The Jewish Foundation for the Righteous currently support aged and needy rescuers in 20 countries. They have a twinning program through which I learnt about courage and making a difference through tsedakha.


The stories of rescue are very powerful.  At the same time, the program teaches about the importance of tzedakah, hakarat hatov  - the recognition and searching out for goodness, and tikkun olam (repairing the world). All very appropriate and links so well to today’s sedra.


Stefania Pod-gorska Burz-minski moved to Przemysl (SHEMESHAL) in Poland and found work with a Jewish woman who had four sons, including one named Joe. Stefania would sneak into the Jewish ghetto and bring her friends food.


Stefania and Joe became good friends and after Joe, together with two of his brothers were deported, Joe, jumped from the train and made his way back to Stefania’s apartment. Stefania hid him and was determined to help others like him. She found a bigger apartment and after several weeks, Stefania with the help of her sister, was hiding 13 Jews.


The Nazi SS moved into one of her two rooms and managed to stay for seven months with 13 Jews living over their heads.
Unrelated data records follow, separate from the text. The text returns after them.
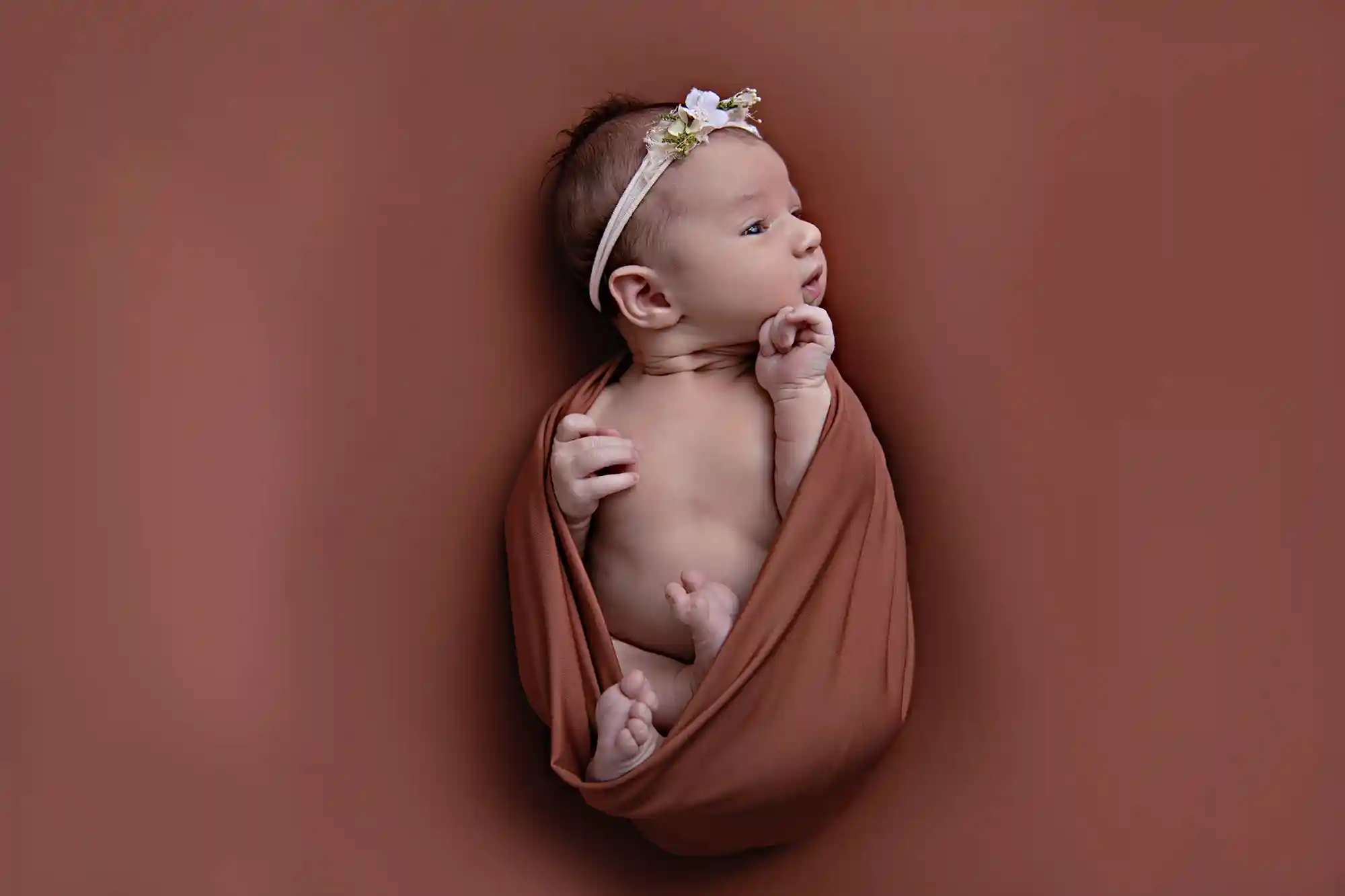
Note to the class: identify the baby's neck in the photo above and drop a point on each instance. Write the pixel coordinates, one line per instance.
(664, 357)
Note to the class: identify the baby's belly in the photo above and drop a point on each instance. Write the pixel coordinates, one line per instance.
(631, 573)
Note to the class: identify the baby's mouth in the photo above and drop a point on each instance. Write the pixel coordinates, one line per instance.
(812, 287)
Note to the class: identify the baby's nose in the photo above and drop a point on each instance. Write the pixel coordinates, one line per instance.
(810, 239)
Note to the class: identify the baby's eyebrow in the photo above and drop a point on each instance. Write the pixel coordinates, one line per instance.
(742, 200)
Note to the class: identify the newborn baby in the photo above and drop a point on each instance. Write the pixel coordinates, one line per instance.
(676, 481)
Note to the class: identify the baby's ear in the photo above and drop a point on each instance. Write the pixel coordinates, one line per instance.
(641, 299)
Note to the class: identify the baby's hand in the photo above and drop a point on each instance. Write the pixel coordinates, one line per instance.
(582, 451)
(796, 346)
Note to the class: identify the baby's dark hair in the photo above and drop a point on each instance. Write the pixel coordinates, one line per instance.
(588, 175)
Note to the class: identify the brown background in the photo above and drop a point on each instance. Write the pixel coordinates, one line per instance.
(275, 335)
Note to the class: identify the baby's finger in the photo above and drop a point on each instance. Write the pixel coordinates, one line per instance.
(599, 487)
(574, 427)
(602, 452)
(765, 338)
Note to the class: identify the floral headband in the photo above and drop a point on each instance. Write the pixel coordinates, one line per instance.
(676, 135)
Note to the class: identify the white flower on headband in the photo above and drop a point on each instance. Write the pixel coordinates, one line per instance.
(680, 131)
(704, 106)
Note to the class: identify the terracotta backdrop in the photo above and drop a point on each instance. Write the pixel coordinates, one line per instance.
(275, 334)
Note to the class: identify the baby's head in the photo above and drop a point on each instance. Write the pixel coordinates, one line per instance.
(715, 248)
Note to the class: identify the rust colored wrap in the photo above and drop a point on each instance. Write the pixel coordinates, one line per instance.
(809, 689)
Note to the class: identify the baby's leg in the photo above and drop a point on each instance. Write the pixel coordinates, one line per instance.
(709, 610)
(626, 735)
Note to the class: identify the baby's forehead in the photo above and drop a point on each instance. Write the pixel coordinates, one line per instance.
(731, 171)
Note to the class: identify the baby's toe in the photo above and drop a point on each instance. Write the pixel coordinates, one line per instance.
(626, 745)
(693, 579)
(638, 731)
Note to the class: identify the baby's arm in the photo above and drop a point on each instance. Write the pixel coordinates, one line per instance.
(798, 427)
(796, 350)
(673, 681)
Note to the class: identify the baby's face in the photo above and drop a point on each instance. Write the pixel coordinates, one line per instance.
(738, 249)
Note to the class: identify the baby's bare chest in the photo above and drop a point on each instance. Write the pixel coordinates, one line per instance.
(707, 452)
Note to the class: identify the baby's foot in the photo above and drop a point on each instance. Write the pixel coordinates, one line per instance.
(626, 733)
(709, 610)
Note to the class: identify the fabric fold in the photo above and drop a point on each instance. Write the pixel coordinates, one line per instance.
(810, 686)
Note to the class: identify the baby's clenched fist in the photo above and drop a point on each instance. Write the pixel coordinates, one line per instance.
(796, 348)
(582, 455)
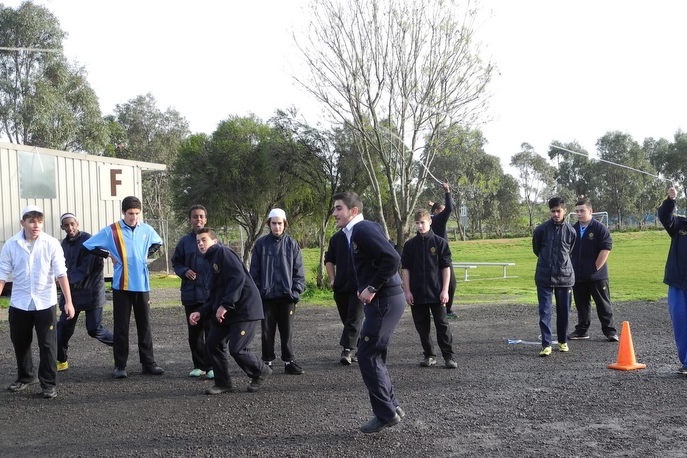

Thanks to Stefania, all 13 Jews survived.


After the war, Stefania and Joe were married.


Stefania was not a nazir, but to me she certainly fulfilled many of the attributes of being a loyal and faithful person committed to helping others and not standing by and watching cruel things happen to other human beings


Now that have studied my Torah portion in more detail, and participated in this special Tsedakah project, I know that with the support of my family and friends and the wonderful experience I have had learning for my Dvar Torah, I feel ready to take on the responsibilities of a BatMitzvah – Shabbat Shalom.